Внезапное дуновение ветерка с Финского залива, крикнувшего: «Танцуют все!», — и мгновенно жёлтые и красные пары листьев сорвались с деревьев и закружились друг с другом над прудом — «раз, два, три, раз, два, три, раз, два, три», — подлетая и опускаясь, разбегаясь и снова устремляясь друг к другу. Зелёные листочки трепетали от страсти на деревьях, но не решались к ним присоединиться.
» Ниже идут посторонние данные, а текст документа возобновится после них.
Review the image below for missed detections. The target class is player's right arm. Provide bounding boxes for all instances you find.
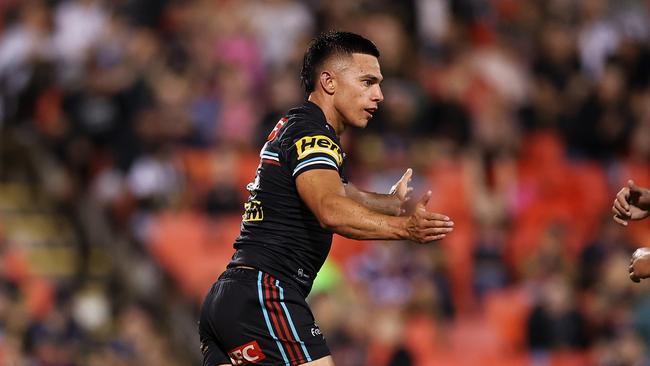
[612,180,650,226]
[296,169,454,243]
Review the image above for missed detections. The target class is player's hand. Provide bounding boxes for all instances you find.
[628,248,650,282]
[389,168,413,216]
[612,180,650,226]
[406,191,454,243]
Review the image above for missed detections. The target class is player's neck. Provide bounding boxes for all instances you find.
[307,93,345,136]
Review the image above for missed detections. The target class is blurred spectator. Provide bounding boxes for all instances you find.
[0,0,650,366]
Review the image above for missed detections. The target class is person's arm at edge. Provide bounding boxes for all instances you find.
[296,169,453,243]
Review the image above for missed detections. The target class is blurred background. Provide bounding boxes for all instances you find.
[0,0,650,366]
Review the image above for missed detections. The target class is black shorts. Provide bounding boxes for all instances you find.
[199,268,330,366]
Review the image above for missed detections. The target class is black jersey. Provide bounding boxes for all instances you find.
[228,102,345,297]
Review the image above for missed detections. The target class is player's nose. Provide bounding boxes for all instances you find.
[372,85,384,103]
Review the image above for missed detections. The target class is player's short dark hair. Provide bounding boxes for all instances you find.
[300,31,379,95]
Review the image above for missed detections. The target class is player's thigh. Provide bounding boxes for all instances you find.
[302,356,334,366]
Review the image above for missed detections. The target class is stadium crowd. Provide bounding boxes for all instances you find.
[0,0,650,366]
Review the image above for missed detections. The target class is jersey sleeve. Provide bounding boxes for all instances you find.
[285,126,343,179]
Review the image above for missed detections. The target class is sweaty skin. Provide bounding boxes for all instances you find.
[612,180,650,282]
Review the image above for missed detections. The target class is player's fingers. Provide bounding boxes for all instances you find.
[612,215,627,226]
[612,200,630,218]
[424,234,447,243]
[417,210,451,221]
[417,220,454,228]
[421,227,454,236]
[616,188,630,211]
[418,191,431,208]
[400,168,413,183]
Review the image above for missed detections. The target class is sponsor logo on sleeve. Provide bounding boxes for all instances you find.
[296,135,343,166]
[228,341,266,365]
[242,200,264,221]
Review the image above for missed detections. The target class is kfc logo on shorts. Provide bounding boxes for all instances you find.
[228,341,266,365]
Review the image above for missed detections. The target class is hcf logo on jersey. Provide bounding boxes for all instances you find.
[228,341,266,365]
[296,135,343,166]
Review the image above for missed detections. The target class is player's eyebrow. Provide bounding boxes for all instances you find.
[359,74,384,84]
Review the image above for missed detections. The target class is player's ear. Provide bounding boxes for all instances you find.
[318,70,336,95]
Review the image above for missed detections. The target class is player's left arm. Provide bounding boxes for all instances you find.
[345,168,413,216]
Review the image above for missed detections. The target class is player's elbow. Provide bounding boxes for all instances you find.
[317,196,344,231]
[318,209,340,231]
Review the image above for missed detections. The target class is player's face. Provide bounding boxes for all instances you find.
[334,53,384,127]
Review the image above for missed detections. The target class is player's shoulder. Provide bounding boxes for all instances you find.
[280,102,336,143]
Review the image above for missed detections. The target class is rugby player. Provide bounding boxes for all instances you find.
[199,32,454,366]
[612,180,650,282]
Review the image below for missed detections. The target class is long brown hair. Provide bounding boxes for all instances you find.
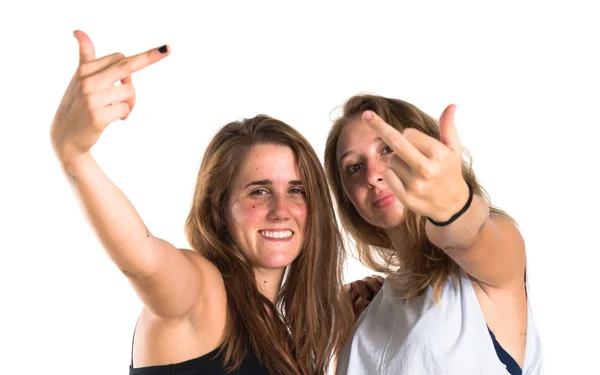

Два белых лебедя, чуть склонивших от стеснения свои прекрасные головы, вели этот танец. Серые утки жались в конце пруда, ожидая приглашения кавалеров, занятых в самые красивые моменты жизни, как и все мужчины, едой.
Ободзинский бежал по утреннему, ещё не проснувшемуся парку, вдыхая полной грудью густой и сочный воздух леса, наслаждаясь великолепием природы, приветливо улыбавшейся ему.
— Доброе утро! — донеслось спереди.
Незнакомый жилистый старичок в старой, потерявшей цвет ветровке, в тёмно-синих трениках и серой шапочке, бегущий навстречу, приветственно поднял руку.
— Доброе утро! — Ободзинский не останавливаясь улыбнулся в ответ.
Он любил прибегать на пробежку в субботу пораньше, когда ещё не полностью рассвело, если, конечно, накануне весёлый вечер пятницы не переходил в ночь. Но такие сабантуи он устраивал себе редко. Если прибежать в парк пораньше, то в качестве бонуса ты получал особую утреннюю энергетику парка. Казалось, Её Величество Природа, ночевавшая здесь, встречает радостно твой приход и благословляет твой новый день. И люди в это время здесь совсем другие. Ты обязательно услышишь от бегущих незнакомых тебе людей: «Доброе утро!», приветливый взмах руки и получишь улыбку — не дежурную гримасу, как в банке или на кассе «Пятёрочки», а искреннюю улыбку. Для тебя лично!
Карета начинает превращаться в тыкву после девятого удара часов. Волшебство растворяется в воздухе. Воздух по-прежнему свеж, ты заряжен, и настроение отличное, но что-то безвозвратно исчезает. Может, это музыка из динамиков уже не та. Может, это лебеди уплыли в свой домик. Может, старый приятель — столетний дуб, мимо которого ты бегаешь уже четыре года, который приветливо улыбался тебе, забегающему в парк, теперь, на третьем круге, тебя не замечает. Что точно другое — это люди. После девяти утра никто больше не здоровается. Люди бегут по парку куда-то, словно по своим делам, целеустремлённо, в наушниках, ничего и никого не замечая. Даже если ты поздороваешься навстречу бегущему — тебе никто не ответит. Тебя просто не услышат. Тебя просто не заметят. Тебя для них просто не существует.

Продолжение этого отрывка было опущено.